In a sample of 1000 cases, the mean of a certain test is 14 and standard deviation is 2.5. Assuming the distribution to be normal, find (i) How many students score between 12 and 15? (ii)How many score above 18?(iii) How many score below 18
To solve the questions, we first need to convert the given values to z-scores using the formula:
z = (X - μ) / σ
Where:
X = the value we are interested in
μ = the mean
σ = the standard deviation
(i) For the students scoring between 12 and 15:
z1 = (12 - 14) / 2.5 = -0.8
z2 = (15 - 14) / 2.5 = 0.4
Now, we need to find the area between these two z-scores using a standard normal distribution table or calculator. The area between -0.8 and 0.4 is the same as the area between 0.4 and -0.8, which is approximately 0.4332.
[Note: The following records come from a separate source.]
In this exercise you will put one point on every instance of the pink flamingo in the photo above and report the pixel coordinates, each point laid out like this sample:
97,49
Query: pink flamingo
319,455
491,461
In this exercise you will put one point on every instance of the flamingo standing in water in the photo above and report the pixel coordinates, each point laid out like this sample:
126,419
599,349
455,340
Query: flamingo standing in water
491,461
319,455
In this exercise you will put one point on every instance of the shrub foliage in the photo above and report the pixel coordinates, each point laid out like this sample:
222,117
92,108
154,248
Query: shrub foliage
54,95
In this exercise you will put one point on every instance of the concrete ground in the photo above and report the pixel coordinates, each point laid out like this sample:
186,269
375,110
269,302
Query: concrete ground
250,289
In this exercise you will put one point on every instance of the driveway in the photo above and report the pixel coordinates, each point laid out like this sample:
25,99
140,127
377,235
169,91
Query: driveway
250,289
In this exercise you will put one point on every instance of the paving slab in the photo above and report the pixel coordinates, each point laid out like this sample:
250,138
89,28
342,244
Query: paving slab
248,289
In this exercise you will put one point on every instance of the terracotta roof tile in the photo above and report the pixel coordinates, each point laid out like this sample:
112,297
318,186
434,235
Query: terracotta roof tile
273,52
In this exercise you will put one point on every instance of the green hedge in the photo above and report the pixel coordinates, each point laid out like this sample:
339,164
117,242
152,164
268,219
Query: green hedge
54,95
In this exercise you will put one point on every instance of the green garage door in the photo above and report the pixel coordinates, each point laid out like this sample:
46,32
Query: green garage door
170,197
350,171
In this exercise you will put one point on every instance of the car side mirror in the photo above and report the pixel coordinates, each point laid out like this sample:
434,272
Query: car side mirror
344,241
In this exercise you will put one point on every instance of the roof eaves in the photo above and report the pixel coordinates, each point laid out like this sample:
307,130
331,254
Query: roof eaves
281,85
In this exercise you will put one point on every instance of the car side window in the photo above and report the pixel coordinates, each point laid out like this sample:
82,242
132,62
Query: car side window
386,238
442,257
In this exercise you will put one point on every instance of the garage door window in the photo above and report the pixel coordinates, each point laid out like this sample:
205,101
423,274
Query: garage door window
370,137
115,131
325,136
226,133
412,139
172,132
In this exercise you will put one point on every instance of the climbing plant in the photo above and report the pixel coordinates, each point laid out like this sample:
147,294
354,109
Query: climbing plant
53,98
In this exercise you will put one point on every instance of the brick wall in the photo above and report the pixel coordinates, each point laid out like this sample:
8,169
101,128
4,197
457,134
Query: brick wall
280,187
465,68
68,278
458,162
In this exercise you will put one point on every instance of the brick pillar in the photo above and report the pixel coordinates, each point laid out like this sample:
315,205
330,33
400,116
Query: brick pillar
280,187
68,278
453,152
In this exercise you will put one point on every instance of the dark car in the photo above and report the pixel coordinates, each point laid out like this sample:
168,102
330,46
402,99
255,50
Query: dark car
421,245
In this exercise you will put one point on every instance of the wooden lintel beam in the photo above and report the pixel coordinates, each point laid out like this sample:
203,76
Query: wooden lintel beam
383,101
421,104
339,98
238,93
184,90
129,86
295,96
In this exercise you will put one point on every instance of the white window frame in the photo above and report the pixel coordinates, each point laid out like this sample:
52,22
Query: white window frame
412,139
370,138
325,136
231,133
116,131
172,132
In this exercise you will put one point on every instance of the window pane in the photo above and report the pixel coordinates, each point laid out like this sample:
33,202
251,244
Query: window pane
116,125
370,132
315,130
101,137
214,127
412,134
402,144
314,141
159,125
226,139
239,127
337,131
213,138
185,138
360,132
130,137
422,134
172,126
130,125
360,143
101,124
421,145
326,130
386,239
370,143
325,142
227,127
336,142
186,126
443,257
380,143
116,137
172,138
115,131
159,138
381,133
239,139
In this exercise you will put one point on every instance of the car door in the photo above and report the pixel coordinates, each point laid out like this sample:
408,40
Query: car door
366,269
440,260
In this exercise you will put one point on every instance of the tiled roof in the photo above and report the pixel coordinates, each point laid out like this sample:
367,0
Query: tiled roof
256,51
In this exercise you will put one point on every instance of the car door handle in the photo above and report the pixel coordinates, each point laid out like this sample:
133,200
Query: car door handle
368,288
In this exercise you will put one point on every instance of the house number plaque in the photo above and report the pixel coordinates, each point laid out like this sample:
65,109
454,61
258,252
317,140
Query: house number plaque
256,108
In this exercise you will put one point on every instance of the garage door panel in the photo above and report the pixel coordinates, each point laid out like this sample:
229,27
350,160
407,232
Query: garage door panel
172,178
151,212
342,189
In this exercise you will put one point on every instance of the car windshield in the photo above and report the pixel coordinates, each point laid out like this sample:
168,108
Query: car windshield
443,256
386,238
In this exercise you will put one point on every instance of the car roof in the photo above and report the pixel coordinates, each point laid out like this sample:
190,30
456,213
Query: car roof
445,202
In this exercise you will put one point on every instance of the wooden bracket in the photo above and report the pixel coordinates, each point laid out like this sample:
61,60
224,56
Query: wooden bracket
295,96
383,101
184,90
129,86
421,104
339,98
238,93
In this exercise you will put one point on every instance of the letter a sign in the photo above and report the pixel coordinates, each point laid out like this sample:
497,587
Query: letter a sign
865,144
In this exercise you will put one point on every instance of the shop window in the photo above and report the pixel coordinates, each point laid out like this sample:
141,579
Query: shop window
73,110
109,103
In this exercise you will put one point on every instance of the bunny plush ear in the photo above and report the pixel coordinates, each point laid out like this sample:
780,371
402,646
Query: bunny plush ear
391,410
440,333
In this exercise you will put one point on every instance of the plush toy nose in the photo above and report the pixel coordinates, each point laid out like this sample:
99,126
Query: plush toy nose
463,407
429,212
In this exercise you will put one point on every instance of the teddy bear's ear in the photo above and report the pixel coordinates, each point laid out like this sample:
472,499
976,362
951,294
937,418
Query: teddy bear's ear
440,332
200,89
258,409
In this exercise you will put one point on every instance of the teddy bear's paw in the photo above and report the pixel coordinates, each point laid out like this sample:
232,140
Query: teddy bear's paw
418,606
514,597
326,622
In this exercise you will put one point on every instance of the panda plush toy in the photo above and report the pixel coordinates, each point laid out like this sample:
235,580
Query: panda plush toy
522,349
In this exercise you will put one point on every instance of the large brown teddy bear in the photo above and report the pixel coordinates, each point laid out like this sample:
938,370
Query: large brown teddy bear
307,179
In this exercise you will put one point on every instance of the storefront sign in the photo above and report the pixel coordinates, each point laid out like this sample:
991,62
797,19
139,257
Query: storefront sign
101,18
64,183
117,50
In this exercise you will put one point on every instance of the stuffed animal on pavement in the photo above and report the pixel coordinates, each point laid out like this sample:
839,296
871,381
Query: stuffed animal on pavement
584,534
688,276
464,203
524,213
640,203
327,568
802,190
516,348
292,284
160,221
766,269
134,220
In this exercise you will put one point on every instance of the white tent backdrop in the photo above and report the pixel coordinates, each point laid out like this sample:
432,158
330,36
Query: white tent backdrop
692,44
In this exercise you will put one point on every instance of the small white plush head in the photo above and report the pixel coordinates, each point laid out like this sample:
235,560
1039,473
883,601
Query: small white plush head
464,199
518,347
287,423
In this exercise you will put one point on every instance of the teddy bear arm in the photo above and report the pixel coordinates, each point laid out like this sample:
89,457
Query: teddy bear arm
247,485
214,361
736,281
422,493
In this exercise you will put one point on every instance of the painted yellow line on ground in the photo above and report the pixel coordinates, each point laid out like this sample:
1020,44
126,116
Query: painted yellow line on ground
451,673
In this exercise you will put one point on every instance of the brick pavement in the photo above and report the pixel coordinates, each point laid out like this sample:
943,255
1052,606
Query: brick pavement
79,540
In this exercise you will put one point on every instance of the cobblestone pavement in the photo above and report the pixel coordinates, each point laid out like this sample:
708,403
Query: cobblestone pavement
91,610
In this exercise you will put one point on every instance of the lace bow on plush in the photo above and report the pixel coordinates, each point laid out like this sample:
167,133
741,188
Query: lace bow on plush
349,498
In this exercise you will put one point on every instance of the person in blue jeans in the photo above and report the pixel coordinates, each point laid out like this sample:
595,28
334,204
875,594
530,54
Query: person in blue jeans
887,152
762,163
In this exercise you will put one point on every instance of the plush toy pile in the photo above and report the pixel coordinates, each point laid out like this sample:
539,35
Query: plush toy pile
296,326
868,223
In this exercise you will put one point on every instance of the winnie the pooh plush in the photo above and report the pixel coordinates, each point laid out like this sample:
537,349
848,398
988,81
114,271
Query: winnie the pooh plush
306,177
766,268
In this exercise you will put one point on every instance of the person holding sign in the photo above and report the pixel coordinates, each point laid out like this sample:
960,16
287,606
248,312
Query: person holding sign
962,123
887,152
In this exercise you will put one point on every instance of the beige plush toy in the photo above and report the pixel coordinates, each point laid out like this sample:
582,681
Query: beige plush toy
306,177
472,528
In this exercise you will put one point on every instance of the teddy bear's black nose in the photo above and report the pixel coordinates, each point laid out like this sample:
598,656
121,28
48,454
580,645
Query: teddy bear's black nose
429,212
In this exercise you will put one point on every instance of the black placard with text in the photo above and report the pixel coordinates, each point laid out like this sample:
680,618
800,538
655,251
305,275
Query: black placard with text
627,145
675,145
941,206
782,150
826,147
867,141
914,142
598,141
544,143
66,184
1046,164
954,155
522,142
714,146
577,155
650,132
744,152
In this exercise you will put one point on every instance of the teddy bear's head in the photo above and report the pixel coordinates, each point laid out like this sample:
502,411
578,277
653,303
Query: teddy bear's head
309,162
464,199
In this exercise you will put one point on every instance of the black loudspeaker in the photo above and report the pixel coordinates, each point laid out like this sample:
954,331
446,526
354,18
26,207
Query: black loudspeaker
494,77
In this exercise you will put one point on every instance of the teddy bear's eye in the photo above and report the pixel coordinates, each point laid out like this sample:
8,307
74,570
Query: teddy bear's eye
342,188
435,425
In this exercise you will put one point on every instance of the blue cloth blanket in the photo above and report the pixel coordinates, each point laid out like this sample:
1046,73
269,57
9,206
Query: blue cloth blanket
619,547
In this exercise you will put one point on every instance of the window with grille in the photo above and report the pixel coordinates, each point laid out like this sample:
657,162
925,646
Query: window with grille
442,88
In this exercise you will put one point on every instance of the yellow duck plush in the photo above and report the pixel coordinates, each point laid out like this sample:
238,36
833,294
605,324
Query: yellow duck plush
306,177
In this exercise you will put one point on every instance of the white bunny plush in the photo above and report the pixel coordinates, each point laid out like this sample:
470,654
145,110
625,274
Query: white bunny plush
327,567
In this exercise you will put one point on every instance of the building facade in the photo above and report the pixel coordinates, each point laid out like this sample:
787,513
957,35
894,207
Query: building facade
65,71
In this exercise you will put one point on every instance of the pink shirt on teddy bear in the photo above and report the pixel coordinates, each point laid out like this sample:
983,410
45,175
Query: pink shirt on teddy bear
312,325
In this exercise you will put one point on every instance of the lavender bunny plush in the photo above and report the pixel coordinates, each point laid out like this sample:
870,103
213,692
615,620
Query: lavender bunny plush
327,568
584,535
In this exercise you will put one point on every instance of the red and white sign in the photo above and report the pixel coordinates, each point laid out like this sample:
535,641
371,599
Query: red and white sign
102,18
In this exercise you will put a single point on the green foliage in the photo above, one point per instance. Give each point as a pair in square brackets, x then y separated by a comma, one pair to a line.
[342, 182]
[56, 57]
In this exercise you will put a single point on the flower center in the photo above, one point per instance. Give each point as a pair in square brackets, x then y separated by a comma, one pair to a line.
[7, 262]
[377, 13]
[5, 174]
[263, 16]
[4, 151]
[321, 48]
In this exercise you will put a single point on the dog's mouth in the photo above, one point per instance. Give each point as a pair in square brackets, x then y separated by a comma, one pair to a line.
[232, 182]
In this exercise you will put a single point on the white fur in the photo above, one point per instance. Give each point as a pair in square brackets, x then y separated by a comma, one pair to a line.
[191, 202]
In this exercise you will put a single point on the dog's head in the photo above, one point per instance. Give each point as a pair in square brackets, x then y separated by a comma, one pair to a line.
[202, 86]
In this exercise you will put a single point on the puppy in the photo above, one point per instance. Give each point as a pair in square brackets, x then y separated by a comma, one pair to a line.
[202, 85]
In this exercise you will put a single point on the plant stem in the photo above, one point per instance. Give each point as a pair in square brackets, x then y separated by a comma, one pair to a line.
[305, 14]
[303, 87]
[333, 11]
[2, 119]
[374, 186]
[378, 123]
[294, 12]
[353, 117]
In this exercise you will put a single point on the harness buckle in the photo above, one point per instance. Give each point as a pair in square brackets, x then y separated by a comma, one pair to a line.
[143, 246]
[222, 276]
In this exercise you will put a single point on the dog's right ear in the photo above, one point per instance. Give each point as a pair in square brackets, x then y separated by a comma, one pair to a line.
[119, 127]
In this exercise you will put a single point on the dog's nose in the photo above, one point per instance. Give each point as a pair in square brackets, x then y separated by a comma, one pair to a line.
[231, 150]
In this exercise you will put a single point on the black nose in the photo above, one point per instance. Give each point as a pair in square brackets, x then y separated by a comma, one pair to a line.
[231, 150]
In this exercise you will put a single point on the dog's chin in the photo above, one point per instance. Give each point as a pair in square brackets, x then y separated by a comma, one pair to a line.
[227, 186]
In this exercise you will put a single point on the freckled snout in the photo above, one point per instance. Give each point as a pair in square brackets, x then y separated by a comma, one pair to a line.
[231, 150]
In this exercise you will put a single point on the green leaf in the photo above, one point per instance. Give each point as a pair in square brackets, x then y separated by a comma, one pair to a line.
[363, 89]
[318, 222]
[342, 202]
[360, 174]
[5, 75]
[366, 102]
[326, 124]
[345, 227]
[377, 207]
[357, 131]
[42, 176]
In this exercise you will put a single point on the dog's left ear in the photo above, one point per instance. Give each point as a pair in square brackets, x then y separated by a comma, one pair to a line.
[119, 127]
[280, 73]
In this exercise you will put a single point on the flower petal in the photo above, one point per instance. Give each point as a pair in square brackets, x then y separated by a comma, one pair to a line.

Therefore, approximately 43.32% of students score between 12 and 15.
(ii) For the students scoring above 18:
z = (18 - 14) / 2.5 = 1.6
Now, we need to find the area to the right of the z-score of 1.6 which is the same as finding the area to the left of -1.6 which is approximately 0.0548.
Therefore, approximately 5.48% of students score above 18.
(iii) For the students scoring below 18:
Since we have already calculated the area to the right of the z-score of 1.6 as 0.0548 in part (ii), the area to the left (below) 18 is 1 - 0.0548 = 0.9452.
Therefore, approximately 94.52% of students score below 18.